Restaurant information
- Owners: Kash Feng; Jackson Yu;
- Head chef: Jackson Yu
- Chef: Ingi Son; Masaki Sasaki;
- Food type: Japanese
- Location: 665 Townsend Street, San Francisco, California, 94103, United States
- Coordinates: 37°46′14.5″N 122°24′10.5″W﻿ / ﻿37.770694°N 122.402917°W
- Seating capacity: 14
- Reservations: Yes
- Website: www.omakasesf.com

= Omakase (restaurant) =

Japanese restaurant in San Francisco, California, U.S.

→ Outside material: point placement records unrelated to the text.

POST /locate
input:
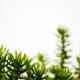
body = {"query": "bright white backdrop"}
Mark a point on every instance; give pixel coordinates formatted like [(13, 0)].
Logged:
[(30, 25)]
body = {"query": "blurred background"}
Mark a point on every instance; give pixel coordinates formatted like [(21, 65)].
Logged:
[(30, 25)]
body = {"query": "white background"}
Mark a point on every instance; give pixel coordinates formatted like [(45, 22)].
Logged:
[(30, 25)]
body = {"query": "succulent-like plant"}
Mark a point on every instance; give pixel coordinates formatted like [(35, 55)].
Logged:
[(63, 35), (37, 72), (16, 66), (78, 68), (61, 73), (3, 56)]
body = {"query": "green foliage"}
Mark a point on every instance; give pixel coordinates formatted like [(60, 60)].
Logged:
[(60, 73), (37, 72), (63, 35), (3, 55), (18, 66), (78, 68)]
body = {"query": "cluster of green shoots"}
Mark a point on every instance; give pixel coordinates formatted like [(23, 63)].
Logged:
[(18, 66)]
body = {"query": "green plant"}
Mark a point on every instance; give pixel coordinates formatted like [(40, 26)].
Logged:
[(60, 73), (63, 36), (78, 68), (3, 56), (37, 72), (16, 66)]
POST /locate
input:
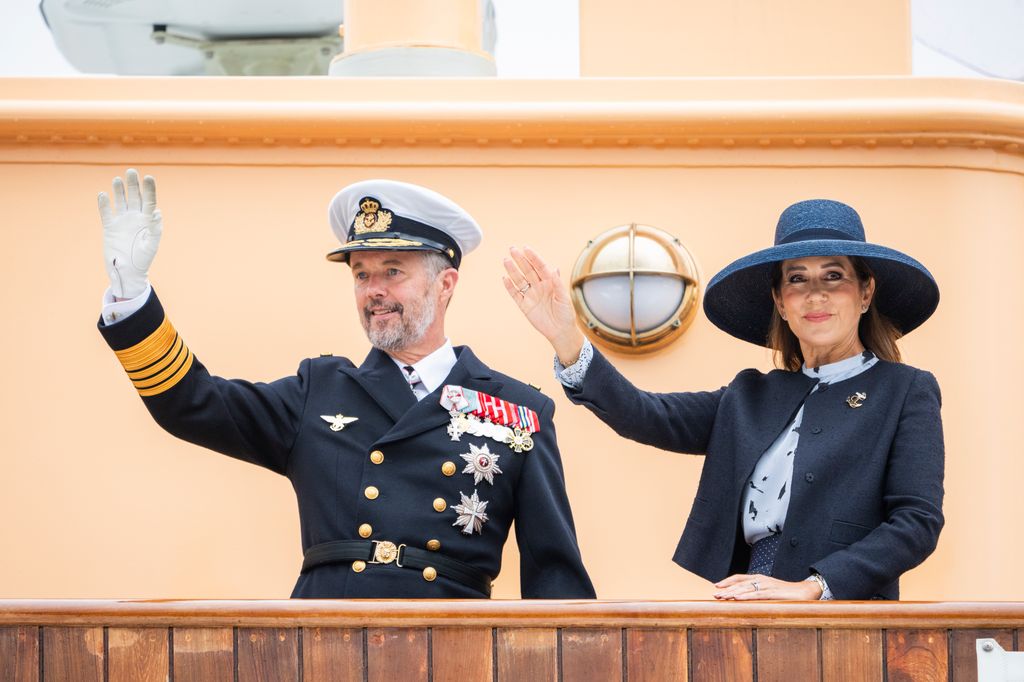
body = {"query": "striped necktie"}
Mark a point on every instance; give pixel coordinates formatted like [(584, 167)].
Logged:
[(419, 390)]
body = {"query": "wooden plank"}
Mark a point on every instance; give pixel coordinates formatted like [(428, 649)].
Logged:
[(19, 653), (787, 653), (965, 652), (73, 653), (137, 654), (851, 654), (653, 654), (462, 653), (204, 653), (267, 653), (592, 654), (916, 655), (527, 653), (722, 654), (396, 653), (333, 654)]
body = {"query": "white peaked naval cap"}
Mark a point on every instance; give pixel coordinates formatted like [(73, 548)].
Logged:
[(387, 215)]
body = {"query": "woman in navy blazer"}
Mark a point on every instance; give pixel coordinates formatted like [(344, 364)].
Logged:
[(822, 478)]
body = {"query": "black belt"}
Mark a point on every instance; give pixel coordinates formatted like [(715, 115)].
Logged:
[(403, 556)]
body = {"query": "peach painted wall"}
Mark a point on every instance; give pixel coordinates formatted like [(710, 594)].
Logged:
[(749, 38), (98, 502)]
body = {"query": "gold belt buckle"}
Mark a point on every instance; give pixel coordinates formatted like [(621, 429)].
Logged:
[(386, 552)]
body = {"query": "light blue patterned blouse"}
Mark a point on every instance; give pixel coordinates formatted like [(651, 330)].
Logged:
[(766, 498)]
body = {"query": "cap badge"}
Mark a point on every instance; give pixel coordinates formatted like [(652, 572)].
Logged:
[(371, 218)]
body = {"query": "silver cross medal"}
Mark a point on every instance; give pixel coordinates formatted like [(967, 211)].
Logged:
[(338, 422)]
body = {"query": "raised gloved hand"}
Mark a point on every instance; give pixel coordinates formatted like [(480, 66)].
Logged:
[(131, 232)]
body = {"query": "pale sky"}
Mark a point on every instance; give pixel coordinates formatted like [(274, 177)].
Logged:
[(526, 47), (536, 39)]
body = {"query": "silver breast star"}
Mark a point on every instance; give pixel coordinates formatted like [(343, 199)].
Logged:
[(471, 514)]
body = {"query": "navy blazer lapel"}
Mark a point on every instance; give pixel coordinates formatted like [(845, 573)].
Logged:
[(382, 380), (428, 413), (785, 392)]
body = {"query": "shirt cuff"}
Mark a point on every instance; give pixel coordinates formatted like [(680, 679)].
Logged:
[(572, 376), (117, 310)]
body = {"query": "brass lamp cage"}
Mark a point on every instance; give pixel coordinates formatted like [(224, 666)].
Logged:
[(684, 269)]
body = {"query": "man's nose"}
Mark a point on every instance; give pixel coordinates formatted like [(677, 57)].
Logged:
[(376, 288)]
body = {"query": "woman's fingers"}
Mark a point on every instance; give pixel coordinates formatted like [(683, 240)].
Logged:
[(514, 273), (513, 291), (525, 267), (741, 586), (541, 267)]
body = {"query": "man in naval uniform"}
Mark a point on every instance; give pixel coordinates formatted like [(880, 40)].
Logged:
[(409, 468)]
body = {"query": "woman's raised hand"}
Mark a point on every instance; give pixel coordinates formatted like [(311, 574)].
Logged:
[(539, 292)]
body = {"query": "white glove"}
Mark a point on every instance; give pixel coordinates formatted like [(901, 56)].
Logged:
[(131, 233)]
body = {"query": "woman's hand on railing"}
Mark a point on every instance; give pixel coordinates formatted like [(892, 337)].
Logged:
[(742, 587)]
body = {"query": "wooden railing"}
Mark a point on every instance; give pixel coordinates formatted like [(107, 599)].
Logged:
[(466, 641)]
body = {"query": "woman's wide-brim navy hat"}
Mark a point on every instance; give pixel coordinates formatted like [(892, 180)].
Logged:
[(738, 299)]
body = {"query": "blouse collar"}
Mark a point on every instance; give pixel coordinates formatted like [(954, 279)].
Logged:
[(844, 369)]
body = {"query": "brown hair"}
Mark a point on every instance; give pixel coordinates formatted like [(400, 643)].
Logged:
[(877, 332)]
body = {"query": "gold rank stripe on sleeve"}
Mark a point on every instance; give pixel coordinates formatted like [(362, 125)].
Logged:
[(158, 363)]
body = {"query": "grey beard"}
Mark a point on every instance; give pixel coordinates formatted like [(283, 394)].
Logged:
[(412, 328)]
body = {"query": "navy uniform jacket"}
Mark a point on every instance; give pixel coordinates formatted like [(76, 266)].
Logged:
[(280, 426), (866, 493)]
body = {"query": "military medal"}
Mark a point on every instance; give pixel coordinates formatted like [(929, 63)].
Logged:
[(481, 463), (338, 422), (857, 399), (458, 426), (482, 415), (471, 513), (518, 439)]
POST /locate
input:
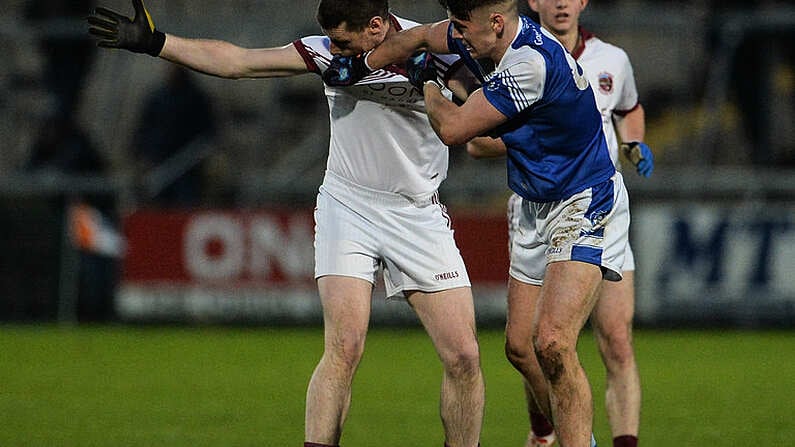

Omakase is a Japanese restaurant in the South of Market neighborhood in San Francisco, California. The 14-seat restaurant, owned by Kash Feng and chef Jackson Yu, has earned a Michelin star.

== Description ==
A 14-seat restaurant, Omakase serves Edomae-style sushi, chawanmushi with snow crab, uni, and ikura, nigiri, sea bream, monkfish liver, and mackerel with chive purée. Other dishes include a lobster tamago, wagyu, and red miso soup with clams. Customers can choose the amount of rice they need.

== History ==
The word "omakase" means "chef's choice" in Japanese. Owned by Kash Feng and Jackson Yu, the restaurant was opened.

== Reception ==
Omakase has earned a Michelin star. Rating the restaurant with an 8.6, Julia Chen and Lani Conway of The Infatuation stated that the restaurant was the "world's most casual fish Happy Hour", adding that the experience "feels like a party".